The Directors have undertaken to the Stock Exchange that, so far as the same may be applicable, they will only exercise the buy-back mandate in accordance with the Listing Rules and the applicable laws of Hong Kong.

No core connected persons (as defined in the Listing Rules) have notified the Company that they have a present intention to sell shares to the Company, or have undertaken not to do so, in the event that the buy-back mandate is approved by the Shareholders.

TAKEOVERS CODE

If as a result of a buy-back by the Company, a Shareholder’s proportionate interest in the voting rights of the Company increases, such increase will be treated as an acquisition of voting rights for the purpose of The Codes on Takeovers and Mergers and Share Buy-backs (the “Takeovers Code”).

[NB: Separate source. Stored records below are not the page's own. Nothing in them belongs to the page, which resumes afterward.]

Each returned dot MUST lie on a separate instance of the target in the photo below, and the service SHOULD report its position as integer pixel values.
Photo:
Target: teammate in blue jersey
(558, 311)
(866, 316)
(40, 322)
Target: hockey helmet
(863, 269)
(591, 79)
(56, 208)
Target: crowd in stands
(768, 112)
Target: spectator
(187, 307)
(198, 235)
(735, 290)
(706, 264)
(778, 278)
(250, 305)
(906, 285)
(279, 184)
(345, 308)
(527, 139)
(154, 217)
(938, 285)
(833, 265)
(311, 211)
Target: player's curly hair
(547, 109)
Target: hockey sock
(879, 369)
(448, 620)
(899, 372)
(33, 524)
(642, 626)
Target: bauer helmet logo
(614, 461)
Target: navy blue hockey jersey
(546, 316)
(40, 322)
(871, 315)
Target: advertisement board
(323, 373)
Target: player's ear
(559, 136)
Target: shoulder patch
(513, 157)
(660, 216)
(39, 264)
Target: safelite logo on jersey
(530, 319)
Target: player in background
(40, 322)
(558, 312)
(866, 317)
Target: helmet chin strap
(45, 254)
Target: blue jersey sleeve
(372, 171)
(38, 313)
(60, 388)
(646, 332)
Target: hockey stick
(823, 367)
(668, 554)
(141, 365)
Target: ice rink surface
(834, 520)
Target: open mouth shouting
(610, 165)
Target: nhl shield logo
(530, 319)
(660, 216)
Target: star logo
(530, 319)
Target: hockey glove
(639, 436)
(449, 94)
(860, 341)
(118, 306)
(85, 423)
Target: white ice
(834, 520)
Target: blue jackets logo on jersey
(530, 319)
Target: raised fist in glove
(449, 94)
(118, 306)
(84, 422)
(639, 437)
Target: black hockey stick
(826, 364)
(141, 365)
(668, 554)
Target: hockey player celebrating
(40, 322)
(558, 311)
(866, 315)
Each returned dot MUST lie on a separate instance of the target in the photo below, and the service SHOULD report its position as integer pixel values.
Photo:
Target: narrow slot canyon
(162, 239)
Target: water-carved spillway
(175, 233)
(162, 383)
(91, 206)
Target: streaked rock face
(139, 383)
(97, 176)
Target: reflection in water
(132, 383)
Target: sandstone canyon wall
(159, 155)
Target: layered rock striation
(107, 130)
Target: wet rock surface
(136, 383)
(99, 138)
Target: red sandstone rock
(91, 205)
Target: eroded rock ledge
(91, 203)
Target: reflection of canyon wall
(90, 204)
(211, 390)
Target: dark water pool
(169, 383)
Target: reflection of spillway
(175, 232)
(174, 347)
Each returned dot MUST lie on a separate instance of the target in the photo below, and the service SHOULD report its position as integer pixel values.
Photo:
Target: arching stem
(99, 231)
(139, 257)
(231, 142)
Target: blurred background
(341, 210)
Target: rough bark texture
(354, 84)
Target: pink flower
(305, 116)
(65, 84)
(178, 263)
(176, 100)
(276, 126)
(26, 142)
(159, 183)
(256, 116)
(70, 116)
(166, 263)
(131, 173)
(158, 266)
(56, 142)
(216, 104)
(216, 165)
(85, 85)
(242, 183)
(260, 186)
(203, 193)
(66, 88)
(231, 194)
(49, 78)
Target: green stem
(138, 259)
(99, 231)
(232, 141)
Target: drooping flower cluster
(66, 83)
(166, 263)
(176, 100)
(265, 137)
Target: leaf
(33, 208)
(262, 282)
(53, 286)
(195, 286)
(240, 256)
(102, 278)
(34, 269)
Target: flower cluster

Accordingly, a Shareholder, or a group of Shareholders acting in concert, could, depending upon the level of increase in shareholding interest(s), obtain or consolidate control of the Company and become obliged to make a mandatory offer in accordance with Rules 26 and 32 of the Takeovers Code.

As at the Latest Practicable Date, Mr. Lu Wing Yee, Wayne (an executive director of the Company) and Ms. Chan Koon Fung, in their capacities as the executors of the estate of the late Mr. Lu Sin and in their personal capacities, and parties acting in concert with them together already controlled more than 50 per cent., in aggregate, of the voting rights of the Company. The Directors are not aware of any consequences which may arise under the Takeovers Code as a result of any buy-back made under the buy-back mandate.

SHARE PRICES

The highest and lowest prices at which the shares have been traded on the Stock Exchange during each of the twelve months preceding the Latest Practicable Date were as follows:–

Highest Lowest
HK$ HK$
2017
July 20.600 18.620
August 19.404# 18.540
September 18.800 18.180
October 18.680 18.300
November 18.900 18.200
December 18.300 17.720
2018
January 18.200 17.960
February 18.000 17.280
March 17.900 17.120
April 17.640 17.000
May 17.860 17.000
June 18.000 16.020
July (from 1 July up to Latest Practicable Date) 16.500 15.380

Adjusted due to declaration of special dividend

SHARE BUY-BACK BY THE COMPANY

The Company has not bought back any of its shares (whether on the Stock Exchange or otherwise) in the six months preceding the Latest Practicable Date.